The financial covenant or condition of most concern to the Carnell Inquiry (Small Business and Family Enterprise Ombudsman) was the loan to valuation ratio (LVR). The removal of this and others such as the interest cover ratio in future and existing qualifying loan contracts means those ratios or conditions cannot be considered as a default cause.

Other clauses to be removed include those known as ‘material adverse change’ that entitle the bank to call a default for an unspecific negative change in the circumstances of the business. As has been industry practice, default events will continue to relate to the operation of the business, such as becoming insolvent, losing an operating licence, or not paying back the loan.

It is thought the change will benefit 95 per cent of CBA's small business customers.

Commonwealth Bank Business and Private Banking group executive Adam Bennett said: “We are simplifying our small business loan terms and conditions to make it easier for our customers. For almost all of our small business loans, financial indicator covenants will no longer be included in loan contracts and therefore will no longer be a possible cause of default.

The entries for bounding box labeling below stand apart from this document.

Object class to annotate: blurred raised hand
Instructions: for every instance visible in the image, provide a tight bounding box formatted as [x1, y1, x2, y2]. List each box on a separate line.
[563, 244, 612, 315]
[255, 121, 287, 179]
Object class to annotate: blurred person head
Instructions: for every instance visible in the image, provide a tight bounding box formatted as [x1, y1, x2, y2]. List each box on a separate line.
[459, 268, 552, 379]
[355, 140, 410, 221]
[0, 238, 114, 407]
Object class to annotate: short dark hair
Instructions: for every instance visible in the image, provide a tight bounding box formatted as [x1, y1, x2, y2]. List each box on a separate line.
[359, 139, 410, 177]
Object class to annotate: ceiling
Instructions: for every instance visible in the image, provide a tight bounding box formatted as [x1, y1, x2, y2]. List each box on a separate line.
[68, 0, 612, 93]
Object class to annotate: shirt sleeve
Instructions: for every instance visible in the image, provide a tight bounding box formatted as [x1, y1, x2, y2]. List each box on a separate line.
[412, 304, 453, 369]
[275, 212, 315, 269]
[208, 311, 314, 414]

“Even though we very rarely used these covenants as a reason to foreclose a loan, this means that we will be removing all references to them in our small business loan contracts where our exposure to the customer is below a value of $3 million. We are doing this for all new and existing qualifying customers to provide greater transparency and certainty for small business.”

Existing customers will be advised of the removal of these covenants to their loan contracts while future loan contracts will be simplified "to make it easier for new customers to understand the loan contract".